Polysemanticity or Polysemy? Lexical Identity Confounds Superposition Metrics
This addresses a methodological issue for researchers analyzing neural network interpretability, revealing that common metrics may overestimate superposition due to lexical confounds, which is incremental but clarifies foundational assumptions.
The paper tackles the problem of distinguishing between superposition and lexical confounds in neural network activations, finding that lexical identity (same word form) accounts for more overlap than semantic similarity across models up to 70B parameters, and removing this confound improves tasks like word sense disambiguation with statistical significance (p = 0.002).

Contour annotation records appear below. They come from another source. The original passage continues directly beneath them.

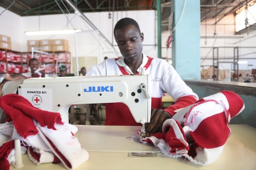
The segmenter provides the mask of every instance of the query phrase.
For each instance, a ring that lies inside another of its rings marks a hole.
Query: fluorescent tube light
[[[51,35],[51,34],[73,34],[76,32],[81,31],[81,29],[62,29],[62,30],[38,30],[26,32],[25,34],[27,35]]]
[[[248,64],[248,61],[237,61],[238,64]]]

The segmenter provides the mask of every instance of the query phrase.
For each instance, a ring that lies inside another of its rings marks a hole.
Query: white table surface
[[[202,167],[184,158],[165,157],[157,148],[127,140],[136,137],[139,127],[77,125],[76,133],[89,159],[76,169],[256,169],[256,128],[247,125],[229,125],[232,134],[214,163]],[[156,152],[157,157],[128,156],[130,152]],[[16,169],[65,169],[62,163],[36,166],[22,156],[24,166]],[[11,169],[15,169],[11,166]]]

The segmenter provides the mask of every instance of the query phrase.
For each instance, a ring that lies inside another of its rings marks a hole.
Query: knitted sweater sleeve
[[[176,113],[177,109],[188,106],[197,101],[197,99],[193,96],[185,96],[179,98],[174,104],[169,106],[164,111],[169,113],[172,116]]]

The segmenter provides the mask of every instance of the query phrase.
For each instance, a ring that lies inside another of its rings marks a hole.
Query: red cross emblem
[[[36,99],[35,99],[34,101],[35,101],[36,103],[38,103],[38,101],[40,101],[40,100],[37,97],[36,97]]]

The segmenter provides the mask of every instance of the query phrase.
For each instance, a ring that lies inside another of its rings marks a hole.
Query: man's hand
[[[40,70],[39,71],[39,72],[40,72],[41,74],[41,78],[45,77],[45,72],[44,70]]]
[[[162,132],[163,124],[171,117],[169,113],[164,110],[152,109],[150,122],[146,125],[146,137],[157,132]]]

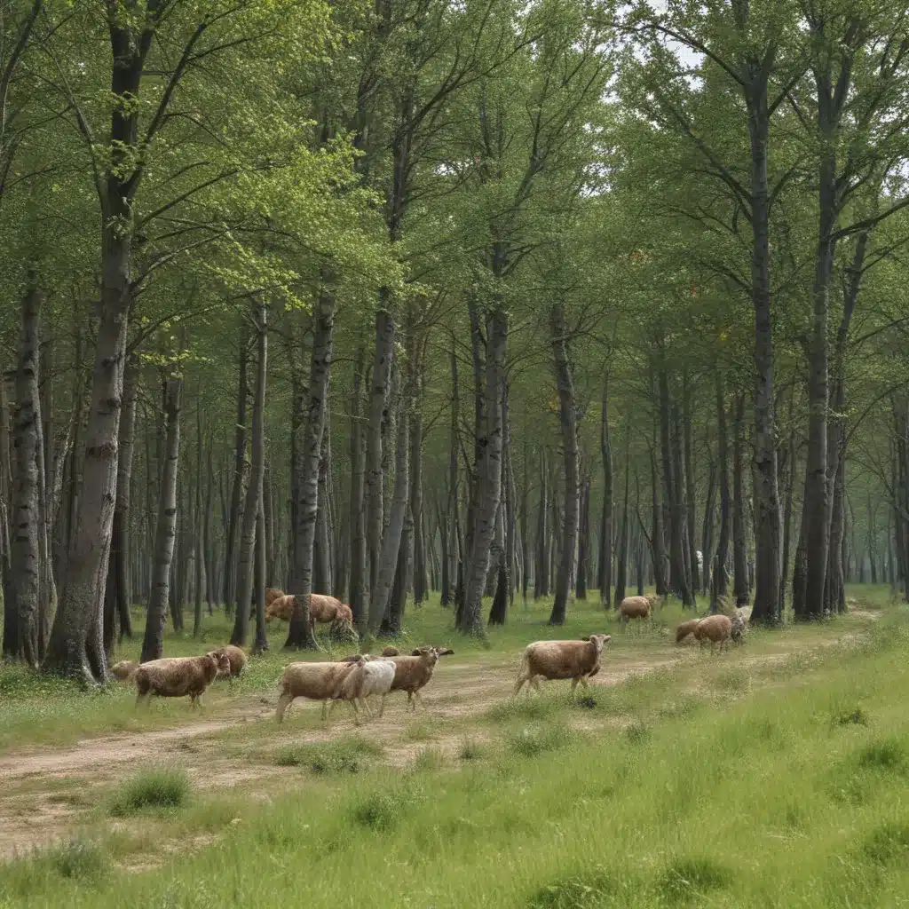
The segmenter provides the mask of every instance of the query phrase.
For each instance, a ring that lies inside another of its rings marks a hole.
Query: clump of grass
[[[422,748],[414,761],[415,770],[440,770],[445,763],[445,754],[438,748]]]
[[[612,905],[615,881],[603,868],[561,877],[541,887],[527,903],[527,909],[598,909]]]
[[[385,832],[397,826],[401,806],[391,794],[375,792],[366,796],[354,810],[354,820],[361,827]]]
[[[909,824],[888,821],[867,835],[862,850],[878,864],[909,860]]]
[[[107,874],[106,854],[96,843],[72,839],[52,846],[46,854],[51,867],[61,876],[79,881],[96,880]]]
[[[660,874],[657,886],[666,902],[688,903],[733,883],[732,872],[706,856],[674,859]]]
[[[191,794],[189,778],[182,770],[151,770],[125,783],[110,804],[114,817],[127,817],[146,810],[183,807]]]
[[[476,761],[483,757],[485,753],[482,743],[477,742],[476,739],[464,739],[461,743],[461,749],[458,752],[458,757],[462,761]]]
[[[509,733],[505,738],[508,750],[521,757],[536,757],[549,751],[564,747],[573,734],[559,725],[524,726]]]
[[[279,767],[305,767],[314,774],[358,774],[382,753],[377,743],[351,735],[319,744],[280,748],[275,763]]]
[[[855,707],[854,710],[841,711],[835,715],[834,721],[840,726],[866,726],[868,714],[861,707]]]

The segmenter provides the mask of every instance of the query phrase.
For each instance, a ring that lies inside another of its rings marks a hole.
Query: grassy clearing
[[[0,869],[0,905],[904,904],[909,611],[865,624],[774,664],[693,658],[589,707],[554,689],[504,703],[465,719],[451,754],[416,736],[403,770],[368,731],[283,744],[272,761],[302,784],[271,804],[195,796],[128,833],[97,818],[78,845]],[[199,835],[217,845],[135,873],[155,843]]]

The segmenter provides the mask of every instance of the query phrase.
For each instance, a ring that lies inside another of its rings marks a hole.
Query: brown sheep
[[[345,679],[355,666],[364,662],[362,656],[348,657],[337,663],[289,663],[281,675],[281,695],[278,697],[275,719],[280,723],[295,697],[306,697],[322,702],[322,719],[328,715],[328,704],[341,693]]]
[[[230,660],[211,651],[205,656],[172,656],[143,663],[133,674],[135,704],[158,697],[190,697],[193,707],[201,705],[205,689],[218,675],[230,673]]]
[[[128,682],[138,668],[139,664],[135,660],[121,660],[111,666],[111,675],[120,682]]]
[[[224,654],[230,663],[230,675],[236,678],[246,668],[246,654],[233,644],[225,644],[223,647],[218,647],[215,654]]]
[[[407,692],[407,705],[416,711],[416,704],[423,704],[420,689],[425,688],[433,677],[439,657],[454,654],[448,647],[417,647],[409,656],[395,656],[395,680],[392,691]]]
[[[612,640],[610,634],[591,634],[581,641],[534,641],[528,644],[521,657],[521,673],[514,685],[515,697],[524,682],[536,691],[544,679],[571,679],[571,693],[580,682],[587,687],[587,679],[600,671],[603,648]]]
[[[682,622],[675,629],[675,643],[681,644],[689,634],[694,634],[700,621],[700,619],[689,619],[687,622]]]
[[[626,596],[619,604],[619,621],[627,624],[629,619],[649,619],[655,605],[655,596]]]
[[[715,649],[717,644],[721,651],[724,647],[728,647],[732,633],[732,620],[728,615],[719,614],[705,616],[694,628],[694,637],[701,642],[701,647],[709,642],[711,652]]]

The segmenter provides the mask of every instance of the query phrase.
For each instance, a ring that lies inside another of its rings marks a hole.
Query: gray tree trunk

If the same neuron activates for both "lender" and "riverside," standard metrics attribute the overlap to superposition--the neuron must be compressing two unrelated concepts. This work explores how much of the overlap is due a lexical confound: neurons fire for a shared word form (such as "bank") rather than for two compressed concepts. A 2x2 factorial decomposition reveals that the lexical-only condition (same word, different meaning) consistently exceeds the semantic-only condition (different word, same meaning) across models spanning 110M-70B parameters. The confound carries into sparse autoencoders (18-36% of features blend senses), sits in <=1% of activation dimensions, and hurts downstream tasks: filtering it out improves word sense disambiguation and makes knowledge edits more selective (p = 0.002).